Micro Array-Assisted Analysis of Anti-Schistosome Glycan Antibodies Elicited by Protective Vaccination With Irradiated Cercariae.

Baboons vaccinated with radiation-attenuated cercariae develop high levels of protection against schistosome infection, correlating to high antibody titres towards schistosome antigens with unknown molecular identity. Using a microarray consisting of glycans isolated from different life-stages of schistosomes, we studied the anti-glycan immunoglobulin (Ig) G and IgM responses in vaccinated and challenged baboons over a time course of 25 weeks. Anti-glycan IgM responses developed early after vaccination, but did not rise in response to later vaccinations. In contrast, anti-glycan IgG developed more slowly, but was boosted by all five subsequent vaccinations. High IgM and IgG levels against O-glycans and glycosphingolipid glycans of cercariae were observed. At the time of challenge, while most antibody levels decreased in the absence of vaccination, IgG towards a subset of glycans containing multiple-fucosylated motifs remained high until 6 weeks post-challenge during challenge parasite elimination, suggesting a possible role of this IgG in protection.

Glycan Microarray-Assisted Identification of IgG Subclass Targets in Schistosomiasis.

Infection with schistosomes is accompanied by the induction of antibodies against the parasite. Despite having IgG against both protein and glycan antigens, infected individuals remain chronically infected until treated, and re-infection is common in endemic areas as immunity does not develop effectively. Parasite specific IgG subclasses may differ in functionality and effectivity with respect to effector functions that contribute to parasite killing and immunity. In this study, we investigated if specific IgG subclasses target specific antigenic schistosome glycan motifs during human infection.
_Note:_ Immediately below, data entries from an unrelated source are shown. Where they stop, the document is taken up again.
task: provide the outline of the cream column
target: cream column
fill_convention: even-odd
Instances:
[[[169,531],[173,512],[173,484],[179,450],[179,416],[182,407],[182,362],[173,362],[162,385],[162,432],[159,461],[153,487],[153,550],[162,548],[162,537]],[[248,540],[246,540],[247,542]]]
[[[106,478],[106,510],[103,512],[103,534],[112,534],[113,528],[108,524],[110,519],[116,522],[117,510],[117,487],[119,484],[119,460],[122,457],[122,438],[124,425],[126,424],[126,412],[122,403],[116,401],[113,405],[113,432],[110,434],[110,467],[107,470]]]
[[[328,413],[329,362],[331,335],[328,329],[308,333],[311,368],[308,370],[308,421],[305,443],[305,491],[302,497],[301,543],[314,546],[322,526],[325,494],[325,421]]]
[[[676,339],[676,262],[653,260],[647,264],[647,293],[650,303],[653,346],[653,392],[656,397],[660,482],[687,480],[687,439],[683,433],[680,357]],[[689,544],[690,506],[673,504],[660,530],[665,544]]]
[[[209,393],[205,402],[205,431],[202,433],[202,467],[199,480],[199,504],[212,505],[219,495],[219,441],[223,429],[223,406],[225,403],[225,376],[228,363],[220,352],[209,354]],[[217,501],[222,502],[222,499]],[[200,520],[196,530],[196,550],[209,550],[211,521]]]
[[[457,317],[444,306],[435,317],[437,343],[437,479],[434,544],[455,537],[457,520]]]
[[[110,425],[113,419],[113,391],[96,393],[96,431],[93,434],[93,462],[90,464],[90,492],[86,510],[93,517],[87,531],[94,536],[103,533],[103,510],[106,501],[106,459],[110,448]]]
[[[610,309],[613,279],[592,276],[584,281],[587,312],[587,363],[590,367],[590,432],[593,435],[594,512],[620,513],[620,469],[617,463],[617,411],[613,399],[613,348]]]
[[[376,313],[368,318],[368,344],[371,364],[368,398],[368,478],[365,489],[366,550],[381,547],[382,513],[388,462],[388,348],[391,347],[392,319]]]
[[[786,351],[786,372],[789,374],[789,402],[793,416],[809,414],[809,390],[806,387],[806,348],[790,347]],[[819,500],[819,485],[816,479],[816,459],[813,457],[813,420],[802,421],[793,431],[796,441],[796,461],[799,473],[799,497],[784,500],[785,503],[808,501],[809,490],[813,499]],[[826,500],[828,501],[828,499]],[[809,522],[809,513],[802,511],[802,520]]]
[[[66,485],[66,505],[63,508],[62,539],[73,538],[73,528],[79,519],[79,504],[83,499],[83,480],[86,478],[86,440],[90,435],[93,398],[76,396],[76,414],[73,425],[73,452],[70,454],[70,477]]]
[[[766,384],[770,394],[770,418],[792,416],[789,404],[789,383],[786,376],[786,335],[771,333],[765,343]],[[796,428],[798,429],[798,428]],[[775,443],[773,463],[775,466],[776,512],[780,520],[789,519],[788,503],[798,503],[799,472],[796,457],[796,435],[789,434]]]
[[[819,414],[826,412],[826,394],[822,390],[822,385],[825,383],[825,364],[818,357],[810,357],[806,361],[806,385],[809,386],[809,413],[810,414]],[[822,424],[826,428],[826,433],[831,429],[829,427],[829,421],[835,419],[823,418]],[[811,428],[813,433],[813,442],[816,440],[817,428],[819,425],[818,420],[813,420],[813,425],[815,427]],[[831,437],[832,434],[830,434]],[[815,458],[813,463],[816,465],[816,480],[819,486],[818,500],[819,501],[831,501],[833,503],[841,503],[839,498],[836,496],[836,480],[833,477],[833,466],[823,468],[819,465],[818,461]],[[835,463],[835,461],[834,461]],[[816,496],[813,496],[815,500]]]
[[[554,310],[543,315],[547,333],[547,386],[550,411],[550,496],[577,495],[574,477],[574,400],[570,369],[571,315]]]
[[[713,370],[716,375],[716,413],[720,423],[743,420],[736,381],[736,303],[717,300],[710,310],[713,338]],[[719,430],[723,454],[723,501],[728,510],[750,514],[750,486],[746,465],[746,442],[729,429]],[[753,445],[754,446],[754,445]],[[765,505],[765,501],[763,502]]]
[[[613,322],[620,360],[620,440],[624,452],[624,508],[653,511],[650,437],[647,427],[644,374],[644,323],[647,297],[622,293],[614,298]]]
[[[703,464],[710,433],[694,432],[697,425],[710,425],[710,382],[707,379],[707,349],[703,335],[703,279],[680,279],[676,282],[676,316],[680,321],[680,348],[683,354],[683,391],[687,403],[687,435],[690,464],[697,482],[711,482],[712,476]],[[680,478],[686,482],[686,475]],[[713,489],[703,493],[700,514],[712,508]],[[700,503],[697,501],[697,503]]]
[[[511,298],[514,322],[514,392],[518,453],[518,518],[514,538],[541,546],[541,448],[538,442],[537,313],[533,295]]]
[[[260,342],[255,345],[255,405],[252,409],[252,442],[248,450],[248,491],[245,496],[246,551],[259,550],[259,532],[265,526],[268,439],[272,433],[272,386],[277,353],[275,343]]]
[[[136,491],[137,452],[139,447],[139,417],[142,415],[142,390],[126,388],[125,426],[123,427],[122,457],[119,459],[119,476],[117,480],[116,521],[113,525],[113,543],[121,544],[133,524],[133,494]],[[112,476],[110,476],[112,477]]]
Sera from 41 S. mansoni infected individuals from an endemic area in Uganda were incubated on two glycan microarrays, one consisting of a large repertoire of schistosome glycoprotein- and glycolipid- derived glycans and the other consisting of chemically synthesized core xylosylated and fucosylated N-glycans also expressed by schistosomes. Our results show that highly antigenic glycan motifs, such as multi-fucosylated terminal GalNAc(ß1-4)GlcNAc (LDN) can be recognized by all IgG subclasses of infection sera, however with highly variable intensities. Detailed examination of core-modified N-glycan targets revealed individual antibody responses specific for core-xylosylated and core α3-fucosylated glycan motifs that are life stage specifically expressed by schistosomes. IgG1 and IgG3 were detected against a range of N-glycan core structures, but IgG2 and IgG4, when present, were specific for the core α3-fucose and xylose motifs that were previously found to be IgE targets in schistosomiasis, and in allergies. This study is the first to address IgG subclass responses to defined helminth glycans.

Specific anti-glycan antibodies are sustained during and after parasite clearance in Schistosoma japonicum-infected rhesus macaques.
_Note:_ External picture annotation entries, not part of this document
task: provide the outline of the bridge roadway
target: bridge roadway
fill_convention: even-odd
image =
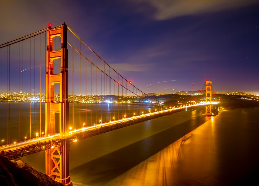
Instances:
[[[212,104],[217,103],[212,103]],[[121,128],[140,123],[168,114],[210,104],[210,103],[185,106],[177,108],[171,108],[157,111],[147,114],[135,116],[95,125],[83,127],[69,131],[69,135],[61,138],[59,133],[52,135],[37,137],[16,143],[3,145],[0,148],[0,154],[11,160],[29,155],[43,150],[60,145],[61,139],[69,140],[70,143],[100,134]]]

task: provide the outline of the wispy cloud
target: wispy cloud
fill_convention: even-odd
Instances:
[[[259,3],[258,0],[137,0],[156,10],[154,18],[164,20],[183,16],[216,12]]]

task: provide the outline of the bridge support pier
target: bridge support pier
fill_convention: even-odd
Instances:
[[[72,185],[69,175],[69,141],[66,139],[69,130],[67,27],[65,23],[57,28],[50,27],[47,34],[45,134],[50,136],[51,148],[45,151],[46,173],[64,185]],[[56,37],[61,37],[61,48],[53,51],[53,38]],[[60,73],[54,72],[54,64],[57,61],[54,60],[56,59],[60,59]],[[60,85],[59,103],[55,100],[56,83]],[[59,115],[58,131],[55,128],[56,113]],[[60,143],[56,145],[51,141],[51,136],[58,132]]]
[[[211,90],[211,86],[212,84],[211,83],[211,80],[208,81],[206,80],[206,97],[205,102],[207,103],[208,101],[211,103],[211,98],[212,91]],[[205,110],[205,115],[211,115],[211,104],[206,106]]]

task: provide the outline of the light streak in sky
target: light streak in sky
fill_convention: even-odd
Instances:
[[[43,64],[42,64],[41,65],[43,65]],[[38,67],[38,66],[41,66],[41,65],[37,65],[36,66],[34,66],[34,67],[30,67],[29,68],[28,68],[28,69],[25,69],[23,70],[22,70],[21,71],[21,72],[23,72],[23,71],[24,71],[25,70],[28,70],[28,69],[31,69],[32,68],[34,68],[34,67]]]
[[[154,84],[155,84],[156,83],[163,83],[164,82],[167,82],[169,81],[178,81],[178,80],[170,80],[169,81],[165,81],[164,82],[157,82],[157,83],[152,83],[152,84],[150,84],[150,85],[148,85],[147,86],[149,86],[150,85],[154,85]]]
BACKGROUND: Human immunity to Schistosoma infection requires many years of exposure, and multiple infections and treatments to develop. Unlike humans, rhesus macaques clear an established schistosome infection naturally at the same time acquiring immunity towards re-infection. In macaques, schistosome egg production decreases after 8 weeks post-infection and by week 22, physiological impairment of the worm caused by unclarified antibody-mediated processes is observed. Since strong antibody responses have been observed against schistosome glycan antigens in human and animal infections, we here investigate if anti-glycan antibodies are associated with immunity against schistosome infections in macaques. METHODS: We used a microarray containing a large repertoire of glycoprotein- and glycolipid-derived glycans from different schistosome life stages to analyse anti-glycan serum IgG and IgM from S. japonicum-infected macaques during the course of infection and self-cure. We also used an in vitro schistosomula assay to investigate whether macaque sera containing anti-glycan antibodies can kill schistosomula. CONCLUSIONS/SIGNIFICANCE: Antibody responses towards schistosome glycans at week 4 post-infection were dominated by IgM while IgG was high at week 8. The profound increase in IgG was observed mainly for antibodies towards a large subset of glycans that contain (multi-)fucosylated terminal GalNAcß1-4GlcNAc (LDN), and Galß1-4(Fucα1-3)GlcNAc (LeX) motifs. In general, glycans with a higher degree of fucosylation gave rise to stronger antibody responses than non-fucosylated glycans. Interestingly, even though many IgG and IgM responses had declined by week 22 post-infection, IgG towards O-glycans with highly fucosylated LDN motifs remained. When incubating macaque serum with schistosomula in vitro, schistosomula death was positively correlated with the duration of infection of macaques; macaque serum taken 22 weeks post-infection caused most schistosomula to die, suggesting the presence of potentially protective antibodies. We hypothesize that IgGs against highly fucosylated LDN motifs that remain when the worms deteriorate are associated with infection clearance and the resistance to re-infection in macaques.